The greatly anticipated 7th edition of Chromatic Festival is finally underway this weekend! As part of the Festival Chromatic, artists from Montreal, Toronto, and around the world are showcased to celebrate the city’s privileged relationship with the arts and a vibrant culture. The high point of the festival will take place at Hangar 16 in Montreal’s charming old port. An extensive art exhibition will transform the locale into a cultural shrine (read a review of exhibit here). This year’s edition of the festival augments previous ones with a symposium entitled Chromatic Pro, which is co-hosted by Chromatic and MassivArt. This unique seminar will be unraveling at the Centre Phi from the 19th to the 21th of May.
The main thematic of the first iteration of Chromatic Pro will revolve around how the culture industry constitutes a full fledged economy in Montreal. In 2008 , the cultural sector provided 100 000 jobs in the metropolis, and contributed to 6% of the city’s GDP – comprising a larger chunk than most individual industrial sectors, such as the well known aerospace industry. With a 4.6 % yearly growth it is nearly triple that of the industrial average. Of course the cultural sector has its own set of shortcomings. While the average yearly salary for jobs pertaining to culture and the arts is just under the industrial average at CAD 44 000 (vs. average of CAD 48 500), artists, authors and performers’ salaries stand at a measly CAD 24 400. This represents some of the lowest salaries of the job market for a cast of individuals who are tasked with incredibly demanding work from a creative point of view. Is this fair, given that their hard work makes life more bearable for the rest of us? Can this cliché of the struggling artist not be reformed to a more humane condition? To shed light on this often misrepresented industry, Chromatic Pro is inviting some 42 speakers — ranging from artists and entrepreneurs to active actors in the cultural sphere — to speak over the three-day event.

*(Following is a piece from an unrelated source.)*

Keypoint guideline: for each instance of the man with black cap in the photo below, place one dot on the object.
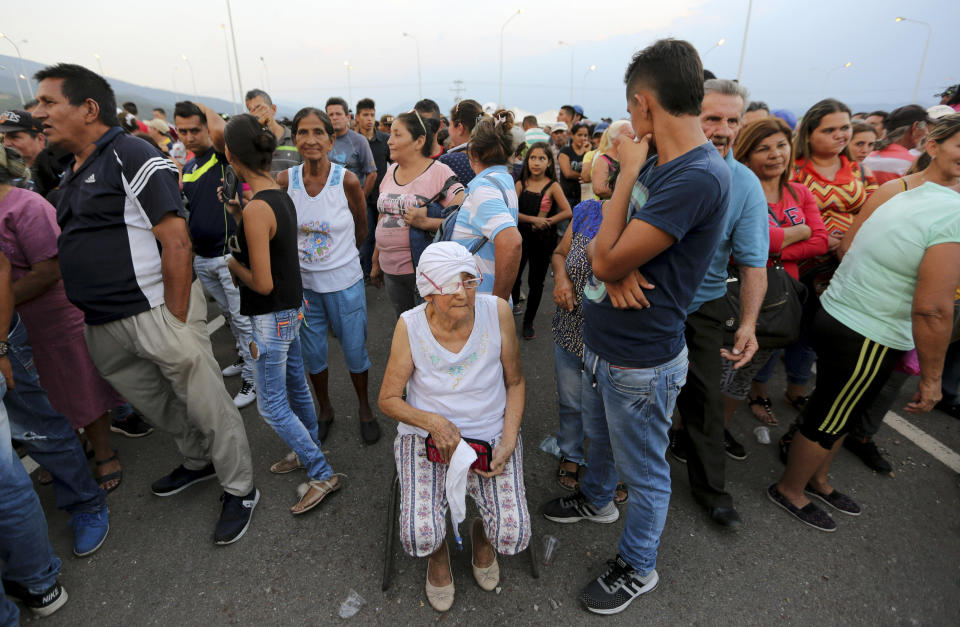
(906, 129)
(22, 133)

Throughout the first day of the symposium, the atmosphere was laid-back and intimate, encouraging cultural discussions of all kinds, and enabling participants of all ages and backgrounds to meet a plethora of important cultural players from Montreal and France. The program starts at 8:00 am with an informal breakfast, where copious amounts of coffee and tea are provided to fuel the presenters and participants through a day of workshops, conferences, and interviews. Participants can then chose between various overlapping activities, designed to appeal to all types of interests of the attendees (see the Chromatic Pro program here). The day then finishes with a casual aperitif, giving a chance to those present to discuss some of the high points of the day, or simply to wind down and enjoy the musical performances. Throughout the first day of the event, an term frequently repeated was that of great resonance was “cultural entrepreneurship,” embodied by the incredible and diverse set of speakers at the heart of major cultural organizations, including Piknic Électronik, Sid Lee, Nuits Sonores, Tetro, Moment Factory, Festival Trans Amériques, and Centerfold, among others. Indeed, if there is one thing to retain from these talks, it is that, while at first glance one would not expect artists and entrepreneurs to share so many traits, in fact both lie at the center of creativity and innovation. For the next few days, Montreal’s epicenter of cultural exchanges and insights can be found at the Centre Phi. See you at Chromatic Pro!